My point is that namespaces, by themselves, don't help (or hurt) in the
recognition of names that you know--thus they are irrelevant to the
problem of name recognition. Once you've read a particular spec, you
know how that spec defines names that you can recognize. Given the name
of a name space, it is impossible to know in the general case what
semantic definitions, if any, might relate themselves to that name
space. So you always have to have come across the semantic spec first
(or be lucky in your search of available documents). If the spec you
have (or find) uses namespaces, fine, now you know, but if it doesn't,
you know that too. Thus, there's nothing magical about namespaces with
respect the problem of name recognition. And there are a lot of things
that are suboptimal about name spaces (such as no way to map a single
element to names in multiple spaces).
> In fact, SGML itself (and XML 1.0) define only names scoped to a
> specific document type, so there are two types of a-priori knowledge
> necessary to recognize names:
> 1. You have to know (somehow) what the document type is (as Eliot has
> often pointed out, the DOCTYPE declaration doesn't help); and
> 2. You have to know (somehow) what the element or attribute name
> There have been two significant attempts to remove the first of these
> problems, so that arbitrary names can be recognized in any document:
> Architectural Forms and Namespaces. To establish names that can be
> recognized outside of document types, it is necessary to make them
> globally unique: Architectural Forms does so by associating each name
> with a formal public identifier, while Namespaces does so by
> associating each name with a URI.
> Neither Architectural Forms nor Namespaces can offer a solution to #2
> -- after all, the range of possible meanings is potentially infinite.
Not quite true--the key difference between architectures and name spaces
is that the architecture mechanism provides three things that the
namespace mechanism does not, including as much of the solution #2 as
you can get in this context:
1. A formal and standardized mechanism for defining the vocabulary of
names used in an architecture (architectural DTDs defined using DTD
declarations as standardized in ISO 8879 and XML 1.0 Rec)

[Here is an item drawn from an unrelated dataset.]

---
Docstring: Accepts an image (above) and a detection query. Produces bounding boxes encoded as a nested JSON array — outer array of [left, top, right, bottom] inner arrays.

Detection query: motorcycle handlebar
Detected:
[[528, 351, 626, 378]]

2. A formal and standardized mechanism for binding a document to the
*semantic definition* of the architecture. That is, the external
identifier for the architecture *by definition* points to the
documentation of the semantics for that architecture. That's the best
that *anyone* can do. Once you get to the documentation, it's up to you
to interpret it. The documentation can include both machine-readable
formalisms (e.g., schemas of some sort) and human-understandable prose.
But note what this means: having come across an architecture use
declaration, I can get to the definition of the architecture if I can
resolve the external identifier.
Point of fact: The external identifier for an architecture need not be a
public identifier. It can be any form of external identifier, including
a URL. In fact, it probably should *always be* a URL so you have some
hope of finding the damn thing.
3. A formal and standardized mechanism for defining type hierarchies of
element types (architectures derived from architectures).
Thus, while name spaces and architectures are both fundamentally about
names, the namespace mechanism provides only for the uniquification of
names, while the architecture mechanism provides for that as well as the
other things you need.
Note that there is no necessary conflict between name spaces and
architectures--they use different syntactic mechanisms and could be used
together, either synergisticaly or not. There is also no conflict
between architectures and XML Schemas--I would expect XML schemas to be
a core part of the definition of the semantics of architectures and I
would expect XML schemas to provide better mechanisms for what
architecture *syntax* does today.
But it is not fair to say that name spaces and architectures solve
*exactly* the same problem. The problem that name spaces solve is a
proper subset of the problems that architectures solve.